«I giovani 'ndranghetisti, anche quelli che arrivano in Germania, subiscono una sorta di indottrinamento paragonabile ai lavaggi del cervello terroristici» – dice la criminologa Anna Sergi, che spiega come i futuri boss si sentano investiti della responsabilità di portare un certo cognome, legato alle storiche famiglie di 'ndrangheta.
Questi giovani vengono attratti dall'idea di fare soldi facili all'estero, spiega ancora Anna Sergi: «Ti do 5.000-10.000 euro e ti dico 'vai e diventa socio di tuo cugino che ha una pizzeria in Germania'. Tu vai perché in Germania puoi fare qualcosa. È l'idea che puoi fare soldi facili e tu ti meriti di fare una bella vita».
Dalla strage di Duisburg del 2007, la legge tedesca sta considerando sempre più seriamente la presenza della 'ndrangheta sul suo territorio. All'inizio di quest'anno, per la prima volta una sentenza di condanna di un tribunale tedesco ha citato la 'ndrangheta, in relazione ai reati commessi da Salvatore Giorgi. Giorgi è stato condannato per traffico di droga e riciclaggio a tre anni e sei mesi dal tribunale di Costanza (Amtsgericht). Nella puntata raccontiamo la sua storia: cameriere in un ristorante a Überlingen, sul lago di Costanza, e al tempo stesso galoppino per le cosche.
La sentenza di Costanza adesso si sta cercando di replicarla nel maxi-processo attualmente in corso nell'aula bunker di Düsseldorf. Qui sono imputati 14 personaggi, italiani e non, legati a vario titolo alle cosche 'ndranghetiste di San Luca, in Calabria. Un maxi-processo in cui la procura di Duisburg, competente per il caso, ha fatto luce anche sulla struttura stessa dell'organizzazione in Germania, simile a quella di un'azienda e per questo chiamata «Mafia & Co. KG», dove KG sta per Kommanditgesellschaft, società in accomandita semplice.
Il giudice Alessandro Bellardita: «Dal punto di vista della cultura di indagine tedesca si tratta di un processo lungo, pesante da gestire, con oltre 40 avvocati che fanno una difesa conflittuale e dunque il processo si sta allungando tantissimo.

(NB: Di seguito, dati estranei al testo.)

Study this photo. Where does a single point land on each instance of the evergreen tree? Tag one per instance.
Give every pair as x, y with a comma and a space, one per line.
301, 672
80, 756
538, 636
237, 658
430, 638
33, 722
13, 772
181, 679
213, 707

Per quel che riguarda le procure che sono coinvolte, sicuramente è un processo storico».
Tra gli esperti che abbiamo sentito, anche il professore Arndt Sinn, giurista e direttore di ZEIS, Centro di studi sulla giustizia penale europea e internazionale: «Questo processo ricorda alla giustizia che in ogni caso vale la pena indagare all'interno di queste organizzazioni criminali e chi ne fa parte, per distruggere la loro struttura. È questa la chiave per combattere la criminalità organizzata: primo, distruggere la struttura e parallelamente portar via il loro denaro».